The deliverables for II.a are a total of 6 feature files (in the tab-separated format illustrated in the Github examples), one for each category being predicted (Best Picture, Best Director, Best Actor/Actress, and Best Supporting Actor/Actress), and a brief description of the feature classes you've implemented (as a README).

b.) Critical assessment

The feature representations and predictions we're making in the first part of this homework are, in fact, conditional predictions: conditioned on being nominated, who is the winner? This implicit conditioning may lead us to forget that a very important process has already taken place---that of selecting who the nominees are in the first place. [This has been subject to public critique during this year's Academy Awards, where no minority actors were nominated.]

In this section, consider two larger questions. First, how would you design a model of the Academy's current, human nomination process using the concepts we've been studying? What are the ways in which such a (human) process could result in systemic biases like the underpresentations of minorities? Second, now think toward an algorithmic approach to predicting nominees from among a pool of candidate actors. What are the ways in which a similar underpresentation can occur? What are the risks of training a predictive model of nomination in a supervised fashion, using historical data? For both questions, to what degree can your choice of how you represent the data you're making predictions about influence these processes?

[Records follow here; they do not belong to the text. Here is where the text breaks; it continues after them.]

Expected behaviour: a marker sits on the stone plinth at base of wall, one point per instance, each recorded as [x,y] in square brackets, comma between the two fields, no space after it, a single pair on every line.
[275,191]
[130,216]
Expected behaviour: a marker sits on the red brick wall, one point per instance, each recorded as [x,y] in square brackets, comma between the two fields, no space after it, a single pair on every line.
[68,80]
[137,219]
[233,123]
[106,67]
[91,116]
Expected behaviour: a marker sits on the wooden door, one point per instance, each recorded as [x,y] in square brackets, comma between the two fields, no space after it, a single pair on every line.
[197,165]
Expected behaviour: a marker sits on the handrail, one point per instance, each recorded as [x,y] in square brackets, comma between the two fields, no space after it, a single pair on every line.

The deliverable for II.b is a written document (3 pages, single-spaced).

Due date

This homework is due on February 17 at 11:59pm. All files (.pdfs for written documents and .tsv files for feature representations) should be submitted through bCourses. (Late homework won't be accepted!)

Integrity

Feel free to use feature sets others have proposed for Oscar prediction (e.g., 538); be sure to cite ideas you borrow. You should also feel free to brainstorm ideas with others in class (and outside); again be sure to give credit where it's due. All writing must be your own.